Appears to have been the case in Italy too before the Euro.

There are valid reason for being in or out but the debate has slipped to the extremes so all reason is muddied.

Good luck to you FromBrussells.

One thing, if the EU is able to elect and be happy with Junker then something is not right.

Lord David Owen is no extremist so if he promotes exiting the EU I tend to listen, not follow, listen, then make up my own mind.

Maximus_Minimus
Maximus_Minimus
4 years ago
Reply to  FromBrussels

Europe was more united before the first world war, without the Brussels commissars, and without the mandatory quotas for member countries, how many migrants they have to rescue from their self inflicted disasters.

caradoc-again
caradoc-again
4 years ago
Reply to  avidremainer

I think fisheries will boom. Controlled EU access and a global market to address. UK fishing ports would be revitalised.

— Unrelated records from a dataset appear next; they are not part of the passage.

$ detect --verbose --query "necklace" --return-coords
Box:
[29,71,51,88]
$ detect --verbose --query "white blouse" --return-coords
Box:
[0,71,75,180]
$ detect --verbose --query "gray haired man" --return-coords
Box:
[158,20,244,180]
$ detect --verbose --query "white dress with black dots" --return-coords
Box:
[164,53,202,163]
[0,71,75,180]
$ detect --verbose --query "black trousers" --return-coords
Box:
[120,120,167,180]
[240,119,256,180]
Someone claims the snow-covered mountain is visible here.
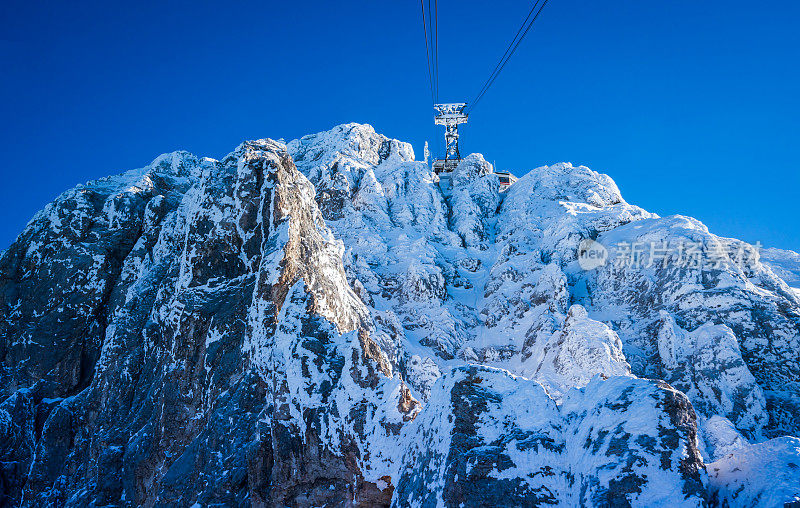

As for air travel, closing UK airspace to the EU would be a nightmare for all.

ChangeUK party is falling to pieces by looks of it. No seats and blame game started.

I don’t warm to Farage but he’s doing what he said he would do – dismantle the Tories, limb from limb. Labour will get hit too. Brexit Party preparing for a General Election and money rolling in.

Stuki
Stuki
4 years ago
Reply to  caradoc-again

Touche!

If the goal is to implement Brexit, first you implement Brexit. Only then you look at what may need attention.

Six000mileyear
Six000mileyear
4 years ago

With Farage and populists doing so well, might Boris Johnson go for a soft BREXIT to gain strength in the UK, and strengthen populists effort to derail the Brussels technocrats? Or might he take a hard BREXIT, but work out trade deals with individual countries where populism is strong? I prefer the second option because sovereignty will give the UK more flexibility negotiating trade deals.